Thesis (M.Sc.) – Cairo University. Faculty of Pharmacy. Department of Biochemistry.

Includes bibliographical references.

Diabetic nephropathy (DN) is one of the most serious complications of diabetes mellitus. Our study aims to demonstrate the effectiveness of exenatide, glucagon like peptide-1 receptor agonist, on insulin release and renal functions in type 2 diabetes mellitus (T2DM) rats enduring DN. T2DM was induced by single streptozotocin (STZ) injection (40 mg/kg, i.p.) followed by high fat diet (HFD) for 10 weeks.

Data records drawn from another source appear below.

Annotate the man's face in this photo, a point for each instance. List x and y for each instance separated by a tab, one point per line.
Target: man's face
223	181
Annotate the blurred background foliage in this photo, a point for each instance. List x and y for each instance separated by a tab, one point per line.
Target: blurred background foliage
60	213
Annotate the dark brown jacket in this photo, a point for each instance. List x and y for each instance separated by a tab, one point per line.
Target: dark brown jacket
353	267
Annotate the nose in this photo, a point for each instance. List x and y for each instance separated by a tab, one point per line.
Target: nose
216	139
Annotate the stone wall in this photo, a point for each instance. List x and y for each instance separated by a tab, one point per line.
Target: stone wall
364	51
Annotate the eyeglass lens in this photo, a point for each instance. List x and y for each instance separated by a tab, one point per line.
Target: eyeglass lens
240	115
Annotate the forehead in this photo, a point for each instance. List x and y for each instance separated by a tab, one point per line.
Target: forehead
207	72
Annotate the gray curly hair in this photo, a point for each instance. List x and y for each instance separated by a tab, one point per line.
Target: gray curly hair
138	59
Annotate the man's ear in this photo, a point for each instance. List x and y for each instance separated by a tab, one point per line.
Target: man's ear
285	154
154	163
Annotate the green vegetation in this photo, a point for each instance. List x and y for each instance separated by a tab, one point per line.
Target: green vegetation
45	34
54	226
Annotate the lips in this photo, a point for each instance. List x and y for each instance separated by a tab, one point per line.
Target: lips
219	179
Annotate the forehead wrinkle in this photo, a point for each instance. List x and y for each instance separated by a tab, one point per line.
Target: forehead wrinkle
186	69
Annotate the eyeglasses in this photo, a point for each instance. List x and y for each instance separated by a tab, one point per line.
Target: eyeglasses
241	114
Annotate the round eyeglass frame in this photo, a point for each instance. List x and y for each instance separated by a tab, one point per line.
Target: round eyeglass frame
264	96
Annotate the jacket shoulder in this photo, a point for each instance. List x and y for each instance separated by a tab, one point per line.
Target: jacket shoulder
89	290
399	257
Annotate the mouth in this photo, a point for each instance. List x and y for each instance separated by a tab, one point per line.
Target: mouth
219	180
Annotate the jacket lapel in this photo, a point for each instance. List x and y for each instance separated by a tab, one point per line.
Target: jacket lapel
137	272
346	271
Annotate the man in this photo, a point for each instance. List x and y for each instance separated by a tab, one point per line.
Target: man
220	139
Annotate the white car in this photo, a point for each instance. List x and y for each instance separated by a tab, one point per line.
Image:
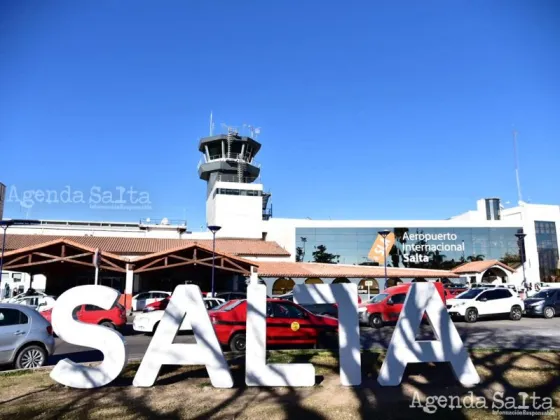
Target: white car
28	294
141	300
475	303
39	302
148	320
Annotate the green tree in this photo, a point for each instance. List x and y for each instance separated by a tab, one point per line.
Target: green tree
321	255
396	253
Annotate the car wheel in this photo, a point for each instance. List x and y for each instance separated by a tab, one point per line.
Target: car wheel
238	342
471	315
515	313
31	357
375	321
548	312
108	324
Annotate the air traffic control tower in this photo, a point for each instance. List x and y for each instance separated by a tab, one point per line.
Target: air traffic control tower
235	200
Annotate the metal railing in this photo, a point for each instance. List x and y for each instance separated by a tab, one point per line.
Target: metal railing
236	158
149	221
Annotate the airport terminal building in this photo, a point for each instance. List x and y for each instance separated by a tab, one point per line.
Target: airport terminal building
484	244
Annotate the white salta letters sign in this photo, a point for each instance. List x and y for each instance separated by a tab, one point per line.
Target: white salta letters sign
206	351
403	349
257	372
109	342
346	296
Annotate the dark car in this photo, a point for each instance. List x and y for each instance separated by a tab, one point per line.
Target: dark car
546	303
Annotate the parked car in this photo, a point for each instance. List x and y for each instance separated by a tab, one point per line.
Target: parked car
30	293
141	300
114	318
386	307
148	320
227	296
545	303
286	323
482	302
26	338
452	291
330	309
37	302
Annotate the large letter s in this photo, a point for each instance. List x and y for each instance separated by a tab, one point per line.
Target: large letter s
109	342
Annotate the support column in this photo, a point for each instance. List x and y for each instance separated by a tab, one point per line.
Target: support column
129	283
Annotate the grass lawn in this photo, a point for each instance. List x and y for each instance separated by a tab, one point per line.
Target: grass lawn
186	392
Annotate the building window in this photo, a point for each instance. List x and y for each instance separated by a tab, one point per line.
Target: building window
363	288
547	248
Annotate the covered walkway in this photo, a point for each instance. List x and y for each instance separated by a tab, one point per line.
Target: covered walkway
281	277
67	263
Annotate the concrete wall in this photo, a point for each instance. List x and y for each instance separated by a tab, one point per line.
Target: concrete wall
528	214
21	282
240	216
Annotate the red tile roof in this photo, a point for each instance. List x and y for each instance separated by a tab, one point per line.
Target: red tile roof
293	269
141	246
480	267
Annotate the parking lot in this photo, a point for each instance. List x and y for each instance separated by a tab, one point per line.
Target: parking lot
527	334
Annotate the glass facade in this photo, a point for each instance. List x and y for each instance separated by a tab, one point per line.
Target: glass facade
547	247
436	248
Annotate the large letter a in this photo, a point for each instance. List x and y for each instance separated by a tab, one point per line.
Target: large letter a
404	349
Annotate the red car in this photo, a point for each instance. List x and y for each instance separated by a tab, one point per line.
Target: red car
387	306
114	318
451	292
286	323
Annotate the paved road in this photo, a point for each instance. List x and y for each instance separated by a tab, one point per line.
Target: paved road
528	333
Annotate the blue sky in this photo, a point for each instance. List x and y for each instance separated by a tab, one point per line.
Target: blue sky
368	109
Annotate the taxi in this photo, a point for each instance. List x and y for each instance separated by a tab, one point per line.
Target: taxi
287	323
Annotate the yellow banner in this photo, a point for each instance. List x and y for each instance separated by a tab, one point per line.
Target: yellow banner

Male wistar-albino rats were randomly divided into three groups: a normal control group, a HFD-STZ induced DN model group, and a DN plus exenatide (10 µg/kg/day, i.p.) treatment group. Animals were monitored by periodic biochemical testing of fasting serum glucose (FSG), cystatin-C, creatinine and urinary protein levels. At the end of the study (10 weeks) serum total nitrite/nitrate (NOx), adiponectin, C-peptide and amylase activity were investigated. Renal total triglycerides; hydroxy proline (HP), and DNA fragmentation were estimated, as well as renal enzymatic activity and mRNA expression level of glucose-6-phosphatase. Exenatide showed significant reduction in FSG, serum creatinine, cystatin- C, and urinary protein levels in diabetic rats. It favored increased serum NOx, serum adiponectin as well as C-peptide which reflects improving in insulin sensitivity and release respectively. Further, exenatide diminished renal DNA fragmentation, decreased renal triglyceride, HP contents, and glucose-6-phosphatase enzyme activity and expression levels in diabetic rats.

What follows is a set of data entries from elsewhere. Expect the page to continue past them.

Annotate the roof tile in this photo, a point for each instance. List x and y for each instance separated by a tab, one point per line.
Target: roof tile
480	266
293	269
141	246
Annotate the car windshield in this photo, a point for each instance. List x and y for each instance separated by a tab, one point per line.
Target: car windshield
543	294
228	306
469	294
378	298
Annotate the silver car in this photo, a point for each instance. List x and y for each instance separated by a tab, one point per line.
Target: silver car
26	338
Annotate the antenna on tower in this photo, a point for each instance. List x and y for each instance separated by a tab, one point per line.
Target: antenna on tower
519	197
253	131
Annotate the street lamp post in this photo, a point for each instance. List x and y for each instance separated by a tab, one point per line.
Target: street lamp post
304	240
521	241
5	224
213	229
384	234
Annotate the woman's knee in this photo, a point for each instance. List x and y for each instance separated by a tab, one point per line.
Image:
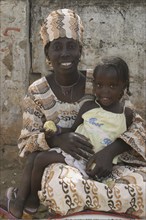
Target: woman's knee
41	161
30	159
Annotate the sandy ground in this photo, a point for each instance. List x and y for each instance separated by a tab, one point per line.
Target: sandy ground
10	173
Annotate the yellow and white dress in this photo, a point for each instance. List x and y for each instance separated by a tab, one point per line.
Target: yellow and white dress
102	128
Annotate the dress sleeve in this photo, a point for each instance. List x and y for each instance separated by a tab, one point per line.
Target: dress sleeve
31	138
135	136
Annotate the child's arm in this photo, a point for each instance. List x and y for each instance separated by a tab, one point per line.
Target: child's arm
85	107
129	116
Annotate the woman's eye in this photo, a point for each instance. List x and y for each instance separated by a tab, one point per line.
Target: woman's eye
112	86
72	46
98	85
57	47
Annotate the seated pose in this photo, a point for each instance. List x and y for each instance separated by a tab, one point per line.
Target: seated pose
113	183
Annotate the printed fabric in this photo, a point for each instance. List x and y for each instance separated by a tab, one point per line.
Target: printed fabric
64	190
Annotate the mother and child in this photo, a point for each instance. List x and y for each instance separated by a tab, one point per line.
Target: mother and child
96	158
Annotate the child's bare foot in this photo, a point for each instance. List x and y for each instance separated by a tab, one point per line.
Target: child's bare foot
14	205
32	204
16	208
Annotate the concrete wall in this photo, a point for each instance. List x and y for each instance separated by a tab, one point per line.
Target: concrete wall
15	67
111	28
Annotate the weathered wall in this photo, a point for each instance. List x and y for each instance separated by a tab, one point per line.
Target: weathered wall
14	67
111	28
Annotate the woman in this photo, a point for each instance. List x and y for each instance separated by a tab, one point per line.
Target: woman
58	97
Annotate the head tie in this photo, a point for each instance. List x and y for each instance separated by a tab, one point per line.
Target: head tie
62	23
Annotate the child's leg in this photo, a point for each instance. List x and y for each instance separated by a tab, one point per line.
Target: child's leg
42	160
17	206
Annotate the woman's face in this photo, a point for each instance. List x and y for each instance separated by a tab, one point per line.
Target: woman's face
64	54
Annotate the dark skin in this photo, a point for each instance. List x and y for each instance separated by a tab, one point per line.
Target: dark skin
64	54
114	91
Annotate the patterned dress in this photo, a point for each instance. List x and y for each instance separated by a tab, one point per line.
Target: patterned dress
64	190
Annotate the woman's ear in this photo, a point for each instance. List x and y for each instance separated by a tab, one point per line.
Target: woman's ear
46	50
80	49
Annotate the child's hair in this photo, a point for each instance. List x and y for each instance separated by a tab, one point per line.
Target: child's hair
120	67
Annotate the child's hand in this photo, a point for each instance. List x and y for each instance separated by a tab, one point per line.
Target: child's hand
99	165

Our data donate further credence for the effectiveness of exenatide against diabetic renal complications, through different aspects including reduction of renal DNA fragmentation and gluconeogenesis in addition to the previously reported mechanisms.
Keywords: Diabetic nephropahy; exenatide; streptozotocin; high fat diet; gluconeogenesis; apoptosis.

Text in English, abstracts in English and Arabic.